De Bianca Castro
“Os riscos referentes ao calor extremo, como exposição a incêndios florestais e à seca, já estão em «níveis críticos» em Portugal”, informa-nos o estudo publicado na semana passada pela Agência Europeia do Ambiente.
A crise climática não é uma previsão futura, mas uma sucessão presente de catástrofes cada vez mais devastadoras.
Pelo mundo, vivem-se cenários apocalípticos com recordes a serem batidos em todas as frentes.
A Europa não só é o continente onde a temperatura irá aumentar mais depressa, como está impreparada para combater os riscos climáticos.
2023 foi o ano mais quente alguma vez registado, com a temperatura média global entre fevereiro de 2023 e janeiro de 2024 a exceder os níveis pré-industriais em 1.5ºC - a meta de aquecimento ditada pela ciência climática.
A Agência Europeia do Ambiente destaca que, em muitos casos, a adaptação progressiva não será suficiente: é necessária uma ação urgente.
Dos 36 grandes riscos climáticos identificados, mais de metade exigem uma ação imediata; muitos dos riscos já atingiram níveis críticos, que se tornarão catastróficos se não forem tomadas medidas urgentes e decisivas.
Trata-se não só de conservar ecossistemas, mas de proteger as pessoas contra o calor, contra inundações, contra incêndios florestais.
Destacando o tópico da alimentação, temos que o sul da Europa encontra-se num nível crítico derivado do calor e da seca - as secas prolongadas, como as que já temos enfrentado, representam uma ameaça inignorável para o abastecimento de água potável, a produção agrícola e a segurança alimentar.
A Seca
As secas constituem uma das facetas do colapso climático.
Além das suas consequênciasmmais óbvias -, como a redução dos caudais dos rios, do nível das barragens e da disponibilidade de água para a agricultura e consumo humano -, o custo da água aumenta, e também o da eletricidade, devido às restrições na produção de energia em barragens.
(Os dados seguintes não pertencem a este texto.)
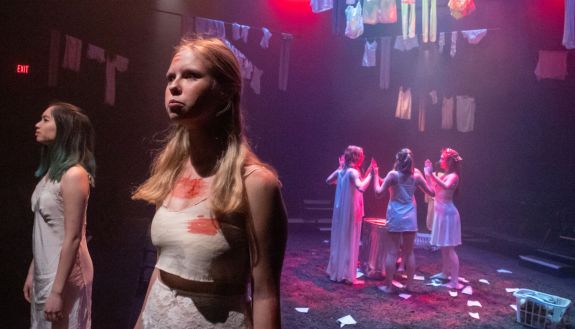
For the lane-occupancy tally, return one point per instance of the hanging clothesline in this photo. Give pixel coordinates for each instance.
(250, 26)
(371, 37)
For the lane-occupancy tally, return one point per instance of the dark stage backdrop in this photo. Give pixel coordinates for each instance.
(518, 173)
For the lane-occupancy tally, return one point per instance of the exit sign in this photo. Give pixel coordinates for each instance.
(22, 69)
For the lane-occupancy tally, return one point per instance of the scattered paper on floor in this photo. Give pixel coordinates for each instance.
(474, 303)
(346, 320)
(434, 284)
(474, 315)
(397, 284)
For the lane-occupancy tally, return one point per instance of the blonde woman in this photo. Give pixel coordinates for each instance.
(220, 224)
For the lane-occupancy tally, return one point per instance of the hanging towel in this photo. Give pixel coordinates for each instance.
(318, 6)
(354, 21)
(384, 62)
(453, 49)
(408, 18)
(422, 110)
(369, 54)
(255, 83)
(54, 58)
(210, 27)
(72, 54)
(236, 31)
(96, 53)
(474, 36)
(447, 110)
(441, 42)
(403, 109)
(433, 95)
(465, 108)
(569, 25)
(117, 63)
(379, 11)
(429, 20)
(284, 60)
(245, 31)
(405, 44)
(265, 42)
(552, 64)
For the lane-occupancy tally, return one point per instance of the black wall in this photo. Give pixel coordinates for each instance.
(518, 169)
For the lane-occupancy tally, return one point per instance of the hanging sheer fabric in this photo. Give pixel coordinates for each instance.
(354, 21)
(429, 20)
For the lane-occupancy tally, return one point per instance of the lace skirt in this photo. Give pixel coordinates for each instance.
(168, 308)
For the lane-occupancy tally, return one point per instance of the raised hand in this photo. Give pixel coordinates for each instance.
(428, 168)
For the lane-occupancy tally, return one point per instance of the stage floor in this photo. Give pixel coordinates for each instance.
(305, 284)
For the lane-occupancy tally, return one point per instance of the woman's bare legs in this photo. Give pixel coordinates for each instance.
(453, 265)
(408, 256)
(392, 244)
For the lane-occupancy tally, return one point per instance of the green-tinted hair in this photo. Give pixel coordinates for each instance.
(74, 143)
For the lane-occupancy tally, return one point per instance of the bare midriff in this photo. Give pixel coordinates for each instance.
(201, 287)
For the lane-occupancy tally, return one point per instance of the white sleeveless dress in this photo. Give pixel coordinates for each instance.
(47, 239)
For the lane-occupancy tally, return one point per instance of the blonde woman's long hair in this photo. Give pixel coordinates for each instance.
(227, 187)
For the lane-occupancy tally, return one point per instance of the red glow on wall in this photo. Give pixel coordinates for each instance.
(292, 6)
(22, 69)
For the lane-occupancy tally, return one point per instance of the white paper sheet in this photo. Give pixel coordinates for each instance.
(474, 315)
(474, 303)
(467, 290)
(346, 320)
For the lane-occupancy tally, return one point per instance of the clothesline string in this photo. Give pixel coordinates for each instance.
(225, 22)
(254, 27)
(420, 35)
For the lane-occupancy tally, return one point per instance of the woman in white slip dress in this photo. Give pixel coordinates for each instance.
(347, 215)
(220, 224)
(401, 182)
(446, 230)
(59, 281)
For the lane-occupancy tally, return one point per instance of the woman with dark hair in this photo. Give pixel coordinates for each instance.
(59, 281)
(401, 214)
(347, 215)
(446, 230)
(220, 222)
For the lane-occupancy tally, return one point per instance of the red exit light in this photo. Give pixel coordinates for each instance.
(22, 69)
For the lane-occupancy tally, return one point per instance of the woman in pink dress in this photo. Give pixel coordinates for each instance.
(446, 230)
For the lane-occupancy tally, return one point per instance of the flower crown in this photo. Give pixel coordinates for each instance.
(451, 153)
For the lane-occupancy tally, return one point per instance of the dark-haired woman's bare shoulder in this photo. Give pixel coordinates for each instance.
(76, 178)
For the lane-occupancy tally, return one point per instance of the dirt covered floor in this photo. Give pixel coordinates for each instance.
(305, 284)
Torna-se mais caro alimentar os animais pois os pastos secam; e a vegetação espontânea não floresce, o que afeta a vida dos insetos e compromete a polinização de árvores de furto e outros cultivos alimentares.
Consequentemente, o aumento dos preços dos alimentos faz-se também sentir e compromete o acesso das pessoas a bens alimentares essenciais.
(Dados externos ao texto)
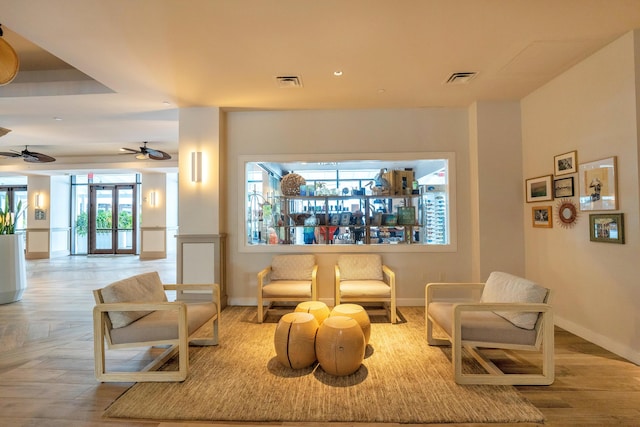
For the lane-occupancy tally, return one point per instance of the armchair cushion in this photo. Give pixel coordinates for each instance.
(163, 324)
(288, 289)
(146, 287)
(292, 267)
(481, 326)
(360, 267)
(505, 287)
(364, 288)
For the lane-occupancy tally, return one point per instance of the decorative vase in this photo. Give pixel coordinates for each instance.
(13, 276)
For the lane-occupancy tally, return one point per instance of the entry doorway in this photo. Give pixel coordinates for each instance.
(113, 219)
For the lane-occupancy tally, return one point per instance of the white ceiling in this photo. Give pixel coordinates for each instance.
(117, 71)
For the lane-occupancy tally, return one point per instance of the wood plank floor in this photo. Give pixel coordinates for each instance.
(46, 357)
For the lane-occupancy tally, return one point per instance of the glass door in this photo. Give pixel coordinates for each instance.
(112, 219)
(15, 194)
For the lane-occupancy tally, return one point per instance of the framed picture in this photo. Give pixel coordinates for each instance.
(539, 189)
(563, 187)
(566, 163)
(598, 185)
(541, 216)
(607, 228)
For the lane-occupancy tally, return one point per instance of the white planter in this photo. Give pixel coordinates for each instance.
(13, 276)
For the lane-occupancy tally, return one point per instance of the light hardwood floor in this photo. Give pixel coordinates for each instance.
(46, 357)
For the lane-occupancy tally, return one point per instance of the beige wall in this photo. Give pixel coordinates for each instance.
(592, 108)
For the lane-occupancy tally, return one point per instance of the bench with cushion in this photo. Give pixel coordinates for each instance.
(511, 313)
(135, 312)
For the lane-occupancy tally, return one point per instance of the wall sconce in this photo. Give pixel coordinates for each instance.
(196, 166)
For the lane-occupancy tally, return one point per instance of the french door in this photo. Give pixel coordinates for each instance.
(112, 219)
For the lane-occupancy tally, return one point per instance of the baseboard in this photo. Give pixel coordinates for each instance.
(601, 340)
(401, 302)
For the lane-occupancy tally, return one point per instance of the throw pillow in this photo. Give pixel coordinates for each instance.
(505, 287)
(146, 287)
(292, 267)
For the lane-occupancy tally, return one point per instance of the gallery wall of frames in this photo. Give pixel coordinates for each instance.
(589, 187)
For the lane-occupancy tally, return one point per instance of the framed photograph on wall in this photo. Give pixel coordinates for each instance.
(541, 216)
(563, 187)
(608, 228)
(539, 189)
(566, 163)
(598, 185)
O Verão de 2023 foi o mais quente da Terra desde o início dos registos globais em 1880, de
acordo com os estudos do Instituto Goddard de Estudos Espaciais (GISS) da NASA. Neste
momento, já nos encontramos no décimo mês seguido mais quente de sempre.
Olhando para o Algarve, uma das regiões mais afetadas pela seca em Portugal, vemos uma
situação de seca extrema e severa; reservas de água a atingirem níveis críticos, aquíferos sobrexplorados e poluídos, ecossistemas em risco.
Sendo impossível dissociar os impactosmsociais e económicos, vemos também agricultores com escassez de água, obrigados a adotar as culturas e áreas cultivadas à água disponível, e uma população que teme ficar sem água nas torneiras.
O Governo já anunciou medidas para reduzir os consumos e racionalizar a água, como cortes de 25% na agricultura (mas que nalguns casos chegam aos 50-70%) e de 15% no setor urbano.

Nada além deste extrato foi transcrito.